- Ewa Sufin-Jacquemart
a member of the Green Zone Foundation, which helped organized Saturday’s March for Climate and Social Justice outside COP 19.
- Diana Maciaga
organizing campaign to stop the construction of a new power plant in Poland.
- Rafal Krawczyk
Warsaw resident who marched in solidarity with the people of the Philippines.
As it plays host to the U.N. climate summit in Warsaw, the Polish government has released a report saying coal will remain the country’s best energy option up to 2060. The nation is also hosting a parallel coal summit in Warsaw organized by the World Coal Association and Poland’s Economy Ministry. Conference organizers have billed it as "the coal industry’s most important event of the year." Poland is one of the world’s largest coal producers, fueling more than 88 percent of the country’s electricity. This was on the mind of many residents who came from Warsaw, Krakow and beyond to join in Saturday’s March for Climate and Social Justice. Democracy Now!’s Renée Feltz speaks to them about their climate concerns.
AMY GOODMAN: This is Democracy Now!, democracynow.org, The War and Peace Report, as we end with the voices of Poland, Polish activists in the streets on Saturday, interviewed by Democracy Now!’s Renée Feltz.

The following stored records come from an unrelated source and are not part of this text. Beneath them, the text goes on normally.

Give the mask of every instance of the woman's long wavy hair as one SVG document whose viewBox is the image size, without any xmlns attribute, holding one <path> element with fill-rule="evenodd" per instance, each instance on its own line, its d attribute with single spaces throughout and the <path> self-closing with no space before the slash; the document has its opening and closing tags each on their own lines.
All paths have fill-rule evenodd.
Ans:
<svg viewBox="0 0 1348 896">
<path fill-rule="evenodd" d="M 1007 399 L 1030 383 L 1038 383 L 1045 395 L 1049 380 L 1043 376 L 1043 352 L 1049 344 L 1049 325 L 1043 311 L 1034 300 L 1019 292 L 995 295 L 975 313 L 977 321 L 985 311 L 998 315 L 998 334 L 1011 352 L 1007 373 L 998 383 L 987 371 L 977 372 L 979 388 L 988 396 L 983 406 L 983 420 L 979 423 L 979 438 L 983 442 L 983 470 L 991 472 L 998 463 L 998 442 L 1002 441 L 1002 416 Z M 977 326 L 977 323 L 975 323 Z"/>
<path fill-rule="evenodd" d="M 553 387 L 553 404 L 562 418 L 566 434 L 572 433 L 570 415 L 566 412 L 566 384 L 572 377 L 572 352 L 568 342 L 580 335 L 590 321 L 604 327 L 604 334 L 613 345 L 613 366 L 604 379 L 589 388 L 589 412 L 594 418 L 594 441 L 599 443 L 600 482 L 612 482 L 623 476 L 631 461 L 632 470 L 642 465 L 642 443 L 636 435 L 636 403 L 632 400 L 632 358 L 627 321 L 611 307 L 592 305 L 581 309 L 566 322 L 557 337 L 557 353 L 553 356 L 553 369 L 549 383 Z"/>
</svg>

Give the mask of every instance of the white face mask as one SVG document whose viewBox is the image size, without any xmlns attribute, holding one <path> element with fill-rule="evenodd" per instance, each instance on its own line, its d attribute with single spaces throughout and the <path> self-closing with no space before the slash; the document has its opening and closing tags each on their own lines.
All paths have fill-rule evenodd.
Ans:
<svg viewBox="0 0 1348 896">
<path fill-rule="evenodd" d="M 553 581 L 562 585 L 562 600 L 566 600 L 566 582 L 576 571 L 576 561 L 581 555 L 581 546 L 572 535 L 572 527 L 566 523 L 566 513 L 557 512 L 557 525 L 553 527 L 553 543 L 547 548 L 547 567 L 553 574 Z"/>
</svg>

EWA SUFIN-JACQUEMART: Hi, I’m Ewa Sufin-Jacquemart. I’m the president of the Green Zone Foundation. We are in Warsaw, where is the climate summit, the 19th climate summit going on. And we are here to ask the negotiators to be courageous, to be ambitious, to go very quickly, very, very good, ambitious agreement, to save the planet, to save humanity, to save other species with us, because the climate is the problem of all the world, also of Polish people. It’s not only the problem of Philippines; it’s the problem of Poles, as well.
RENÉE FELTZ: And also the problem of the Philippines.
EWA SUFIN-JACQUEMART: Yes, it’s the problem of Philippines also. It’s a big tragedy in Philippines, but if we continue like that with business as usual, we’ll have these kind of tragedies every year. And we don’t want it. We don’t want the world like this for our children.
DIANA MACIAGA: So, I’m Diana, and I’m representing the campaign, Stop EP, to—a campaign to withdraw from plans to build a new huge coal-fired power plant.
RENÉE FELTZ: Here in Poland? Here in Warsaw?
DIANA MACIAGA: Yes, here in Poland, in the north of Poland, in the Pomerania region.
RENÉE FELTZ: So you’ve been protesting the construction of a new coal plant. And what has the response been so far to your concerns?
DIANA MACIAGA: Well, the campaign has just started. Now we know that—I mean, the construction has not been started yet. So, now we are having a campaign, an action, of sending letters to the investor to ask him to withdraw from this project, because the investor of this power plant is also the chairman of the Green Cross International and a member of Climate Change Task Force, who said a lot of wonderful words of how we should move from fossil fuels to renewables and how we should embrace sustainability. And we ask him to do precisely this, to withdraw from this project and embrace sustainability.
RENÉE FELTZ: Do you know if this new coal plant they’re discussing will use clean coal, coal gasification?
DIANA MACIAGA: Honestly, from my perspective, there is no such thing as a clean coal.
RENÉE FELTZ: Can you elaborate?
DIANA MACIAGA: I mean, this is a fossil fuel. And any kind of fossil fuel emits greenhouse gases. So, if we are serious about climate protection, we cannot pretend that there is such a thing as a clean fossil fuel, because even if modern technology is implemented, it will only prolong the time which we have until we reach the level of greenhouse gases emission that will make our—sorry—that will make our atmosphere be heated to this two degrees that is estimated to be the maximum we can afford, actually. Here in Poland, what we need is a climate protection policy and a policy towards renewable energies. And here, during COP, we need a just and bold agreement on climate protection, not a plans to—not plans to build another coal-fired power plant.
RAFAL KRAWCZYK: I’m Rafal Krawczyk, and I’m from Warsaw. I came here because I saw that today rainbow came over Philippines after the typhoon, so I would like to show a sign of hope for everybody. And that’s the photo.
RENÉE FELTZ: And what brings you out here today to this march to protest? Are you being—are you participating in the climate actions?
RAFAL KRAWCZYK: Well, I am eco-friendly, so to say, but I am now for the first time in the march like this, and I support thinking about climate and thinking about how we influence our environment, how we influence—how—every day, how we do it.
AMY GOODMAN: Some of the Polish activists at the mass rally on Saturday of thousands outside the National Stadium, where the U.N. climate summit is taking place and where Democracy Now! is broadcasting for the rest of the week.